On day one, Knoblauch understood the biggest thing needed was a change in attitude.

“I think the most important thing is that your players have to feel good about themselves in order to perform,” he said the day he was hired. “Right now, I see some guys who are beaten up. They are frustrated. They put so much pressure on themselves to perform, and it hasn’t been healthy for them.”

If there was any single example you could use to show how the Oilers’ mindset has changed since mid-November, we just have to look to the second period of Tuesday’s 5-2 win over Philadelphia.

The Oilers had jumped to a 2-0 lead. But, in the second period, some lapses gifted the Flyers a series of great scoring opportunities, and a game that the Oilers looked to have well in hand had been tied 2-2. This was a scenario we’d seen play out a lot through the October and November swoon, the Oilers would blow a lead, and never recover.

But, this time, the Oilers confidently righted the ship. A goal from Ryan Nugent-Hopkins restored the lead before the second intermission, and the Oilers dominated the third period. Sure, Connor McDavid had a five-point night, but we also need to look at the collective mental strength of the team, something which had abandoned them through the first month and a half of the season.

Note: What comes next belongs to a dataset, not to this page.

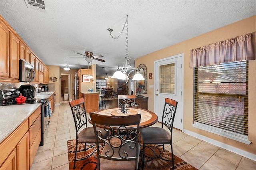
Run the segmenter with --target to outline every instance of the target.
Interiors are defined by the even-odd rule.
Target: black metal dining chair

“It was a different situation when I came here,” Knoblauch said after the win over the Flyers. “You look at the standings, losing, there was a lot of frustration.”

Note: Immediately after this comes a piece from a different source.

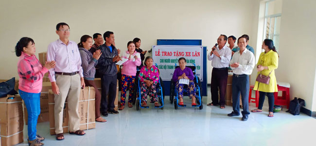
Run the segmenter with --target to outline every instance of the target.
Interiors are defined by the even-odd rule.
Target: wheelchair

But, this time, blowing a lead was just a day at the office, not a crisis.

“If you give up those two goals in the second period the way that we did, I’m sure we wouldn’t have handled it the same as we would have two months ago,” said Knoblauch. ‘Now, it’s ‘yeah me made some mistakes, we can’t do that again, let’s get back to work and play the right way.’ They’ve become unfazed. So, it’s nice to see them very mature on the bench.”

Zach Hyman, who leads the Oilers with 22 goals so far this season, said that the group can try and put the dark days of October and November behind them, but they can’t forget them, either.

“It’s in the rear-view mirror, but you still remember and you don’t want to get back to that point. So, you’ve got to keep doing it over and over and over and over again, and build that sense of confidence in the group and in yourself. I think we’re in a really good headspace right now.”